Der Verteidiger hat endlich Halt gefunden, ihm ist wohl im Team, in der Stadt, Freundschaften entstehen, die bis heute anhalten. Nur: Frei von mentaler Last ist Milicevic nicht. Vom Investor wird er unter Druck gesetzt, er solle anderswo einen höher dotierten Vertrag unterschreiben. Ein Mittelsmann spannt die Fäden, hofft ebenfalls auf Profit. «Ich wurde die ganze Zeit manipuliert. Das machte mich kaputt.» Ein langjähriger Sportchef erinnert sich: «Sie haben Milicevic überall angeboten und unheimlich viel Geld verlangt. Er war ein guter Typ. Aber du hast gespürt, dass um ihn herum einiges nicht stimmt. Mit ihm wollte man Spiele treiben.»

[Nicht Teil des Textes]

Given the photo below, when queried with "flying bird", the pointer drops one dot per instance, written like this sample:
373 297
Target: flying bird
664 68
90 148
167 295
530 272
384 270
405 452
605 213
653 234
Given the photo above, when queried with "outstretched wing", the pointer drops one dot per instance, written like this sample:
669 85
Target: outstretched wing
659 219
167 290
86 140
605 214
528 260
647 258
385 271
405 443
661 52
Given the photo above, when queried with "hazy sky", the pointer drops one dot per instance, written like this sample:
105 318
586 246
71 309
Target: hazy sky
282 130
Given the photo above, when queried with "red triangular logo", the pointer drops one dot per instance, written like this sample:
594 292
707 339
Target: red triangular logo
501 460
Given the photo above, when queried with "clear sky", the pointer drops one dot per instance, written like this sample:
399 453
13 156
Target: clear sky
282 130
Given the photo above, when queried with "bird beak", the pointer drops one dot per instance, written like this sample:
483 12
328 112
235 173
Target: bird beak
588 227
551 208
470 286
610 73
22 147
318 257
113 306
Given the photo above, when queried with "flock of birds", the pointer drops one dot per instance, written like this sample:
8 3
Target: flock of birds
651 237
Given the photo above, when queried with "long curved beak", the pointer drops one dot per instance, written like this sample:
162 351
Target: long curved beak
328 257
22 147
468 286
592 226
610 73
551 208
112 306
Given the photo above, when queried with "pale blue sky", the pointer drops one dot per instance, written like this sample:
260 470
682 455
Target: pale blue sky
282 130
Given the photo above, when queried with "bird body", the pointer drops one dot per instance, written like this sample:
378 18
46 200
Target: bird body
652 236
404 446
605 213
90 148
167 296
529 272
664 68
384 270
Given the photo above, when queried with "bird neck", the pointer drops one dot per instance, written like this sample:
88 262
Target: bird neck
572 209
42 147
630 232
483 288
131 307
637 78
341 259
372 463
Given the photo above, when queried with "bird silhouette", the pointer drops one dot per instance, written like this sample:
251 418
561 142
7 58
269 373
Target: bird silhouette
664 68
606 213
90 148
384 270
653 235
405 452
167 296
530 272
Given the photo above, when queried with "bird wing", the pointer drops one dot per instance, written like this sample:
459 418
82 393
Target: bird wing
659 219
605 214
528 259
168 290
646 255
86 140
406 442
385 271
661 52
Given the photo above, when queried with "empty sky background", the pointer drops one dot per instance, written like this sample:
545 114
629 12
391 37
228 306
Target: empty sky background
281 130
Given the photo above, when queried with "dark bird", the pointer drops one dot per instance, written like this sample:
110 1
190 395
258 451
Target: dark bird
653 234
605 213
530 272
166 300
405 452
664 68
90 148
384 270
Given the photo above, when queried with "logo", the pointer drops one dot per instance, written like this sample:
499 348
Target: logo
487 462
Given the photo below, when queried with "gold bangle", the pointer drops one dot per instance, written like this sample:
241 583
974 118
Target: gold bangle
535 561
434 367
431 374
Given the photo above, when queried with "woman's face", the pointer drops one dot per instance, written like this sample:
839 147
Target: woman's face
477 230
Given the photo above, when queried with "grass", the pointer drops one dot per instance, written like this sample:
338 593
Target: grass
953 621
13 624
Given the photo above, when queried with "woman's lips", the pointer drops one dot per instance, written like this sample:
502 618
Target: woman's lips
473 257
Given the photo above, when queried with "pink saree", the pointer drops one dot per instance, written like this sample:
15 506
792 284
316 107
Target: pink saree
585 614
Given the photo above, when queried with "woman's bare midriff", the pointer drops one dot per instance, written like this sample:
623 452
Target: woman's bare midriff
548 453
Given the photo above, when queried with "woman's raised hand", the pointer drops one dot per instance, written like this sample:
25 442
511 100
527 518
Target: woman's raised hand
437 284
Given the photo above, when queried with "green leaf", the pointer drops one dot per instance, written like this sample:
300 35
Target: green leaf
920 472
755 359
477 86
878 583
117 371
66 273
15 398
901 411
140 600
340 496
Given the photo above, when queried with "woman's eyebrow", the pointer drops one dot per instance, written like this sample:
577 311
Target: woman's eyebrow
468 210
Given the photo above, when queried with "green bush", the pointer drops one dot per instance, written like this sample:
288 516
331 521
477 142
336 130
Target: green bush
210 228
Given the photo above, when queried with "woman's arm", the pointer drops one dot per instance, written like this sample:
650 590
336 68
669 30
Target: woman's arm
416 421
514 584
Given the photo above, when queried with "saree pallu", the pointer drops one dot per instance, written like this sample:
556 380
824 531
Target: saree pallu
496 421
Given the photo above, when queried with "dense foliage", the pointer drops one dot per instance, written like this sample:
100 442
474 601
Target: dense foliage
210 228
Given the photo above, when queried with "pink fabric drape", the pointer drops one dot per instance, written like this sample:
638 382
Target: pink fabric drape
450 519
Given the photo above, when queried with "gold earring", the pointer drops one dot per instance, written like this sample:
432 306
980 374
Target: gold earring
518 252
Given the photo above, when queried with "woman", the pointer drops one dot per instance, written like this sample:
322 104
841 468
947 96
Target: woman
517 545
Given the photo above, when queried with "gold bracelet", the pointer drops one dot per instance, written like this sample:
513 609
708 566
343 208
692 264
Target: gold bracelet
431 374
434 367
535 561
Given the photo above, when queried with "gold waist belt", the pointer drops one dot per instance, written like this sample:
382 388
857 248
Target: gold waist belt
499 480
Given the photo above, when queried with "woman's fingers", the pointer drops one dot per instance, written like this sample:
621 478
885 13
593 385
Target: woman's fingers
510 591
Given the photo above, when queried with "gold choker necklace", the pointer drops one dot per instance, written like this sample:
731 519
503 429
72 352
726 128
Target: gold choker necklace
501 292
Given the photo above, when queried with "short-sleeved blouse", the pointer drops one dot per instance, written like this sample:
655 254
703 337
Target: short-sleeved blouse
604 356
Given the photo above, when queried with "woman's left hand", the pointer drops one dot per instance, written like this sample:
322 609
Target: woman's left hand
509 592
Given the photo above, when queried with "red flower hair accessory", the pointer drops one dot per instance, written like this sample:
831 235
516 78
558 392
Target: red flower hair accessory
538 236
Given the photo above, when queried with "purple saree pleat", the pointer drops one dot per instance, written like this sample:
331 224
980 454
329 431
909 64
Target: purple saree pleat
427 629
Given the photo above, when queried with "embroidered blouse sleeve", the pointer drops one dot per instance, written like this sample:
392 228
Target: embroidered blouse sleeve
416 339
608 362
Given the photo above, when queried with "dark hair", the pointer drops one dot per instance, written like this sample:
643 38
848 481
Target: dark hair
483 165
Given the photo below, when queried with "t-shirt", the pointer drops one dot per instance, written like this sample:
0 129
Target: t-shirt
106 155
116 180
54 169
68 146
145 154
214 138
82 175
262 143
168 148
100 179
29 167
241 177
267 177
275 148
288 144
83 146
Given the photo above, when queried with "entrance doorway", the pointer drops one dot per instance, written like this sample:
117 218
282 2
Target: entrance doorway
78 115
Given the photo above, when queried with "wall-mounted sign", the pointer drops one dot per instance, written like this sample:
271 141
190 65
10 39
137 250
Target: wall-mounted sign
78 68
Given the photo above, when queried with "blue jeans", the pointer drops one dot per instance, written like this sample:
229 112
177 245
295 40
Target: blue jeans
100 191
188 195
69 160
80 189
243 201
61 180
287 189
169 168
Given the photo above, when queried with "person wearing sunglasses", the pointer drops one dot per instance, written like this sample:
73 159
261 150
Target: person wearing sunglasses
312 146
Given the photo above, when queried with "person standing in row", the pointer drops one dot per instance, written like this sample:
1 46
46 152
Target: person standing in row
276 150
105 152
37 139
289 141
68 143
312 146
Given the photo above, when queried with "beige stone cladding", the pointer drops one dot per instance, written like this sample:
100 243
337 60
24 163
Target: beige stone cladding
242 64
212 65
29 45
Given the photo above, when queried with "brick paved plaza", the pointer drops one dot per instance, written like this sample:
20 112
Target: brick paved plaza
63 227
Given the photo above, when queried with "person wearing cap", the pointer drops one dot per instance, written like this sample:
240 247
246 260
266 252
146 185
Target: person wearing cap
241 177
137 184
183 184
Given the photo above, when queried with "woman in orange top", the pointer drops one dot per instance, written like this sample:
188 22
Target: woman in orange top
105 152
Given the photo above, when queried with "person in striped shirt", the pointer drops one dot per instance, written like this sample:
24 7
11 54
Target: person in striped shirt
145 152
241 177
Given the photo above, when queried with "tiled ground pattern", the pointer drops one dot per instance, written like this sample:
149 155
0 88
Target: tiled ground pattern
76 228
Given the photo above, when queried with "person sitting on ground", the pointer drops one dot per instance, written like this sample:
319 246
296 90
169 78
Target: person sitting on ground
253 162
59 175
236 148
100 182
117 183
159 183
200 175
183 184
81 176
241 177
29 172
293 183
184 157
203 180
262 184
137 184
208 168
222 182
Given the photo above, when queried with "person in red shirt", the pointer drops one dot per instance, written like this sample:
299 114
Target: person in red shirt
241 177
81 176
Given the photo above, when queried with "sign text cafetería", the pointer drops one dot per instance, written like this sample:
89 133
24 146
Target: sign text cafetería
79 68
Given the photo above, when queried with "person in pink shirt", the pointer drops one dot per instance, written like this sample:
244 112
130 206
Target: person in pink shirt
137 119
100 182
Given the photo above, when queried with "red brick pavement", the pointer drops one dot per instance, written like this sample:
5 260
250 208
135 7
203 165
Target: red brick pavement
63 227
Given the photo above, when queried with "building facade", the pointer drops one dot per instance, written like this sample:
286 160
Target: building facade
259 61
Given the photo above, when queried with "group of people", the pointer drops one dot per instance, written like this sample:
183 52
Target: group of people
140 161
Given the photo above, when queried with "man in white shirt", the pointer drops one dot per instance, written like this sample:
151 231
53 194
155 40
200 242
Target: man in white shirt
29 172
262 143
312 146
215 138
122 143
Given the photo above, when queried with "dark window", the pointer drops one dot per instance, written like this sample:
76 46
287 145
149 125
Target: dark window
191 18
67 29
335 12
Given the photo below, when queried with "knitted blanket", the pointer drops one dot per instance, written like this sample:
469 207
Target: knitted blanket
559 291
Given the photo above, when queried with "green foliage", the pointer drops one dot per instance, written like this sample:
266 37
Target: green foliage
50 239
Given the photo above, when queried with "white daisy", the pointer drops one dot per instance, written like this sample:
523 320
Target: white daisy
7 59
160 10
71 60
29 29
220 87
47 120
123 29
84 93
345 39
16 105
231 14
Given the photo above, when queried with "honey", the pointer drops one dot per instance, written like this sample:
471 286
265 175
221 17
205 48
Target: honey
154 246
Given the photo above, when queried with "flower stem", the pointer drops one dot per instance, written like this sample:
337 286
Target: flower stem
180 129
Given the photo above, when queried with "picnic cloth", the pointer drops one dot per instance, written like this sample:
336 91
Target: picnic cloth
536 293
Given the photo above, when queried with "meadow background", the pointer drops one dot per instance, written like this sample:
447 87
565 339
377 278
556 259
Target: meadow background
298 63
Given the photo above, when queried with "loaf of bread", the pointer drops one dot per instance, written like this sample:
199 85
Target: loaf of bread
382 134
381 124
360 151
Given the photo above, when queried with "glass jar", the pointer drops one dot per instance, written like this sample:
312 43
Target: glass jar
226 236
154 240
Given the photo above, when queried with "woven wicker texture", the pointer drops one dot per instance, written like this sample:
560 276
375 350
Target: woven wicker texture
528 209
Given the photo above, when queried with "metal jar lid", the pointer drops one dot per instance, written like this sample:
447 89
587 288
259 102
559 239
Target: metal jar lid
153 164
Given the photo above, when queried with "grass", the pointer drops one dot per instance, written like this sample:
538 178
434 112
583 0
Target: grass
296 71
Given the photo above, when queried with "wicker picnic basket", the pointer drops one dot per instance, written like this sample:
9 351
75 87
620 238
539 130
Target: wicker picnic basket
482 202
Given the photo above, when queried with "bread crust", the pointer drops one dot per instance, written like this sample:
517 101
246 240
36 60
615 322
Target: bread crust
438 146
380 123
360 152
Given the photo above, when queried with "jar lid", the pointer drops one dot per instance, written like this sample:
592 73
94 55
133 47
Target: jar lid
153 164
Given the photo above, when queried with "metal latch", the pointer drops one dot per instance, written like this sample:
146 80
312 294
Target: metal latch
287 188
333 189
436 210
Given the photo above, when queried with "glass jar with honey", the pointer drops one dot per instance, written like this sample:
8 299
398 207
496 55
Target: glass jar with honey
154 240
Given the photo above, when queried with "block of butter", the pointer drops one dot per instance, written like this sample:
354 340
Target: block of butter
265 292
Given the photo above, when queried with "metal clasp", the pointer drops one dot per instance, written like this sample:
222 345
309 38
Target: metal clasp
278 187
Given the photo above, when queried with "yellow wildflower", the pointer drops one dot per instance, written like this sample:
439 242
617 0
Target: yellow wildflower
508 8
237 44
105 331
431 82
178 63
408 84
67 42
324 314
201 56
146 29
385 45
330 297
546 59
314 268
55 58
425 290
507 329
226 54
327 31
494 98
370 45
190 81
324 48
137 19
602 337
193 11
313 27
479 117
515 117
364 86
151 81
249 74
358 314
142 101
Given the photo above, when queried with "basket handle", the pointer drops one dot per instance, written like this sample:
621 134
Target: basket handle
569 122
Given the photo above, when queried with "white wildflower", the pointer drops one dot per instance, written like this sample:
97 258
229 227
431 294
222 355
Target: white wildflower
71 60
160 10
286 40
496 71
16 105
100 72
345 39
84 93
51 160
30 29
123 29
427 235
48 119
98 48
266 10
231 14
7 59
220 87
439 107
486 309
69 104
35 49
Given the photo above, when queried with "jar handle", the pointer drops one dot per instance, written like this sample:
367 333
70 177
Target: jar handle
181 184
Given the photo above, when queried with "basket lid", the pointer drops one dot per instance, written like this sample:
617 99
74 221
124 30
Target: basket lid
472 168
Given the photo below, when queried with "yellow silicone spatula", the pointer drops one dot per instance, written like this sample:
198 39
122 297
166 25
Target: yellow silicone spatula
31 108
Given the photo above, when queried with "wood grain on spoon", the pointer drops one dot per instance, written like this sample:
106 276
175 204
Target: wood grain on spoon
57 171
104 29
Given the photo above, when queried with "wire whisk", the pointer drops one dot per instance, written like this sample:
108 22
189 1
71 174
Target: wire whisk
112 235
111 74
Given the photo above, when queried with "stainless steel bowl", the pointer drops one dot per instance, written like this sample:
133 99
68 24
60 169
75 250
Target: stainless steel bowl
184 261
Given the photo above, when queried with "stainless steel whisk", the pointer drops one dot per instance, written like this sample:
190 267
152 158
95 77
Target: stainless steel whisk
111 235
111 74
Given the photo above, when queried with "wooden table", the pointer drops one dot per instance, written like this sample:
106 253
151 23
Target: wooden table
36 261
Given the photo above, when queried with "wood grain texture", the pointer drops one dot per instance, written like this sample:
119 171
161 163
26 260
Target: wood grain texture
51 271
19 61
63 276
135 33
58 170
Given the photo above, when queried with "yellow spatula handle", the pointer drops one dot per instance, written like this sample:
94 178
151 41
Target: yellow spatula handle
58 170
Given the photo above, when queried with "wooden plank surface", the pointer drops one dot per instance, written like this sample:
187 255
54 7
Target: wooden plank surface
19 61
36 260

Zu schaffen macht Milicevic auch, dass im Team die Prämien für das Erreichen der Champions League ungleich verteilt werden, einige dreimal mehr erhalten. Die Kritik äussert er lautstark.
Die dunkelste Phase seines Lebens - zwei Jahre Isolation
Eine weitere Anekdote erzählt ein ehemaliger Thun-Profi: Der Trainer, mittlerweile ist Heinz Peischl im Amt, habe zu den Spielern wiederholt gesagt, sie würden homosexuelle Pässe spielen. Nur einer sei in der Garderobe aufgestanden - Milicevic: «Was soll das? Hast du ein Problem mit Homosexuellen?» Peischl habe die Worte nie mehr verwendet.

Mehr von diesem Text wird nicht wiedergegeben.